続いて、クラス分けが発表された。と言っても、アカデミーのクラスはそれほど重要な意味を持つものではない。メンバーの構成が重要となる実技や訓練は、別途編成される少人数の班やグループによって行われるからだ。クラスのメンバーは幅広い面々だが、基本的に座学の授業でしか顔を合わせない。
最初の授業は、魔導理論の基礎。担当はミランディア教官だった。
「魔力とは何か、その源流、属性、そして我々がどのようにそれを認識し、利用してきたか…」
教科書を開き、ミランディアの講義に耳を傾ける。親父さんの店で、独学で魔導具の設計理論をかじっていたアミティにとって、理論分野は比較的得意なはずだった。しかし、周囲の生徒たちの理解度の速さ、そして当然のように飛び交う専門用語に、アミティは早くも圧倒された。彼らは幼い頃から、家庭教師などについて専門的な教育を受けてきたのだろう。自分の知識が、いかに断片的で偏っていたかを痛感させられた。
隣の席に座った、ブロンドの髪の、いかにも貴族らしい涼やかな顔立ちの少女が、アミティが教科書の特定の箇所で戸惑っているのに気づいたのか、小さく囁いた。
「ここは、第五元素論におけるエーテル流の概念と関連付けて考えると分かるはずよ。…もしかしてあなた、基礎が曖昧なのかしら?」
親切心からなのか、それとも単なる知識のひけらかしか。アミティはどぎまぎしながら「あ、ありがとう…」と答えるのが精一杯だった。
午後は、実技訓練。担当はガルドリック教官だった。広い訓練場に集められた生徒たちは、まず基礎中の基礎である、自身の魔力を体外に放出し、指定された場所に集める練習から始めた。

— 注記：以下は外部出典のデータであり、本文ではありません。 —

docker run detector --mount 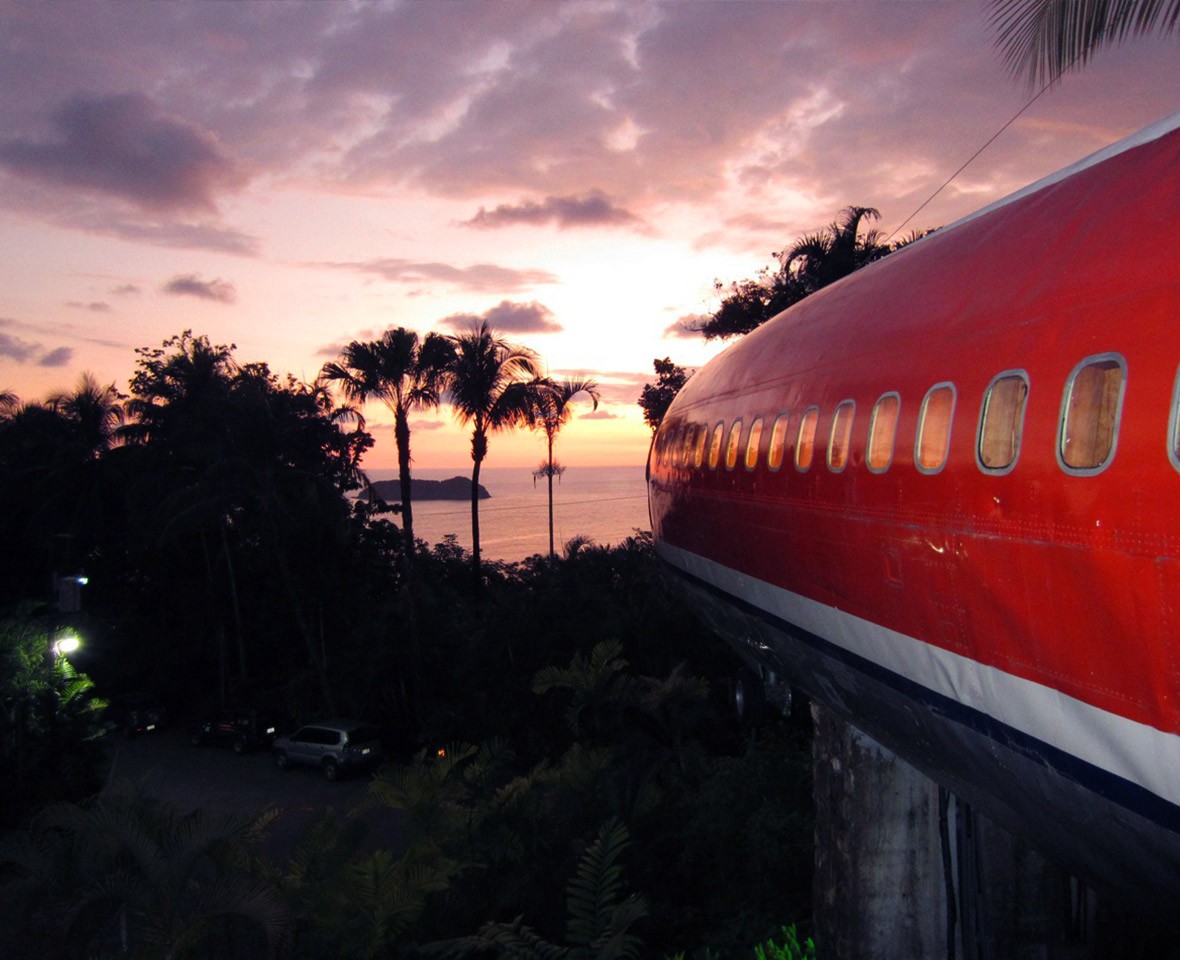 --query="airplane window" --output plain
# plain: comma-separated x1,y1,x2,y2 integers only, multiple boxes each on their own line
746,416,762,471
795,407,819,471
1168,370,1180,471
1057,354,1127,474
976,371,1029,473
726,420,741,471
656,423,671,465
766,413,791,471
913,383,955,473
827,400,857,473
867,394,902,473
709,420,726,471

「いいか! 魔力制御は全ての基本だ! これができん者は騎士にはなれん! まずは手のひらに、小さな魔力球を生成し、維持しろ!」
ガルドリックの檄が飛ぶ。周囲の生徒たちは、多少の差はあれど、すぐに淡い光の球を手のひらに作り出した。大きさや安定性にばらつきはあるが、形にはなっている。
しかし、アミティは違った。入学テストの時と同じだ。どうやって魔力を「出す」のか、その感覚が掴めない。ミランディアに教わったように、下っ腹に力を込め、意識を集中する。「出ろ、出ろ…!」念じれば念じるほど、焦りばかりが募る。
「そこ、アミティ・ペブルズ! 何をやっている!」
ガルドリックの鋭い視線がアミティを捉えた。アミティはびくりと肩を震わせ、さらにパニックになる。

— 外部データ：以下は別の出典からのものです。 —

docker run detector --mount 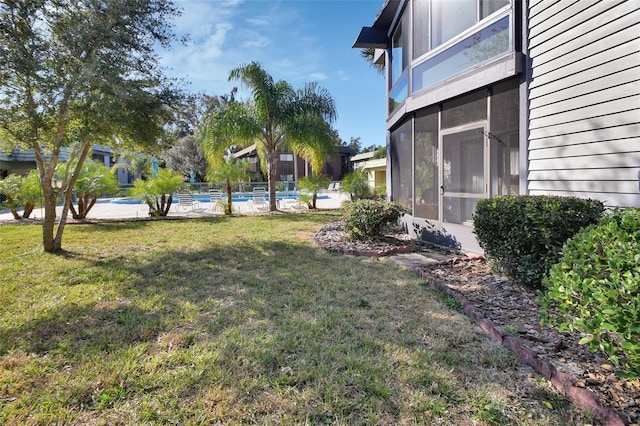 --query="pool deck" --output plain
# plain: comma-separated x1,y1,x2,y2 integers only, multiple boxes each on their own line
0,192,349,221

(落ち着け、落ち着け私…! あの時のように、杖をイメージして…いや、今は杖はないんだから…!)
必死に魔力を引き出そうとした瞬間だった。
バチッ!!
まただ。静電気のような衝撃と共に、アミティの手のひらから、制御不能の小さな火花が飛び散った。それは隣で練習していた生徒の足元でパチパチと音を立て、その生徒は「うわっ!」と声を上げて飛びのいた。
「…何だ、今の火花は」
ガルドリックが眉間に深い皺を寄せ、アミティに近づいてくる。
「申し訳ありません! わ、わざとじゃ…」
「分かっている。だが、魔力制御どころか、放出のコントロールすらできていないではないか。テストの時のあの数値は何だったんだ?」
ガルドリックの声には、呆れと、わずかな失望の色が混じっていた。周囲からは、クスクスと笑う声や、「やっぱり、まぐれだったんだ?」「暴走しないと魔力が出ないんじゃい?」といった囁き声が聞こえてくる。アミティは羞恥と自己嫌悪で、顔を上げられなかった。

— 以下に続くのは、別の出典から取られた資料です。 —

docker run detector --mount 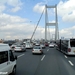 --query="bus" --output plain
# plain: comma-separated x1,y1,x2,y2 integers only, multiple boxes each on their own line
56,38,75,55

その日の訓練は、アミティにとって散々な結果に終わった。他の生徒が基本的な魔力操作を習得していく中、自分だけが全く進歩せず、むしろ意図しない形で魔力を暴発させてしまう。不器用さは、魔導具の組み立てだけでなく、自身の魔力コントロールにおいても致命的だった。
授業の後、アミティはミランディア教官に呼び出された。
「アミティさん、今日の訓練の報告はガルドリック教官から聞きました」
教官室で、ミランディアは困ったような、しかし冷静な目でアミティを見つめた。
「入学テストの結果は、あなたの潜在能力の高さを示唆するものでした。しかし、それはあくまでポテンシャルです。今のあなたは、その力を全く制御できていない。基礎が、あまりにも欠けています」
厳しい指摘だった。分かっていたことだが、改めて突きつけられると胸が痛む。
「いまの状態でアカデミーの授業についていくのは、正直、かなり困難でしょう。他の生徒たちは、あなたよりもずっと前から訓練を積んでいます」
ミランディアは続けた。
「ですが、私たちはあなたの可能性を信じて、ここに招き入れたのです。あの市場での騒動を収めたあなたの発想力、そしてテストで見せた爆発的な魔力。それは磨けば、他の誰にもない武器になるはずです」
ミランディアは一冊の古い本をアミティに差し出した。
「これは、魔力制御の基礎理論と、自己鍛錬のための手引書です。授業とは別に、あなた自身で基礎を徹底的に叩き込む必要があります。…時間はかかるでしょう。ですが、諦めないでください」
教官室を出たアミティは、重い足取りで割り当てられた寮の部屋に向かった。二人部屋のようで、すでに荷物を解いている先客がいた。金髪をポニーテールにした、快活そうな少女だった。
「あ、あなたが同室のアミティ?よろしくね! 私はリリア・クレスト。騎士爵家の出身だけど、まあ、あんまり気にしないで!」
リリアと名乗った少女は、屈託なく笑いかけてきた。少しだけ救われた気持ちになる。しかし、リリアの言葉の端々からは、育ちの良さが滲み出ていた。そして、彼女もまた、アミティの噂を聞いているようだった。
「それにしても、あのビッグピヨ? すごかったんでしょ? どうやってやったの?」
悪気はないのだろうが、その質問はアミティの傷をえぐった。
その夜、アミティはベッドの中で、ミランディアから渡された本を開いた。難しい数式や理論が並んでいる。これを独力で理解し、実践しなければならない。周りは自分よりずっと先に進んでいる。不器用で、魔力も制御できない自分が、本当にここでやっていけるのだろうか。
(…でも)
親父さんの顔が浮かぶ。「やらかした分だけ、何か掴んでこい」。ビッグピヨを止めた時の、あの必死な覚悟。テストで、不可能だと思った数値を叩き出した時の、一瞬の高揚感。
(逃げちゃダメだ。ここで諦めたら、前の自分と何も変わらない)
アミティはギュッと唇を噛んだ。不器用でも、落ちこぼれでも、やるしかない。まずは、この自分でも持て余している、厄介で、もしかしたら特別なこの魔力を、理解することからだ。基礎の基礎から、一つずつ。時間はかかるかもしれない。何度も失敗するだろう。それでも、自分の手で、自分の力を掴んでみせる。
アミティは本に向き直り、最初のページに書かれた「魔力循環の基礎」という文字を、指でなぞった。すべてはまだ始まったばかりだ。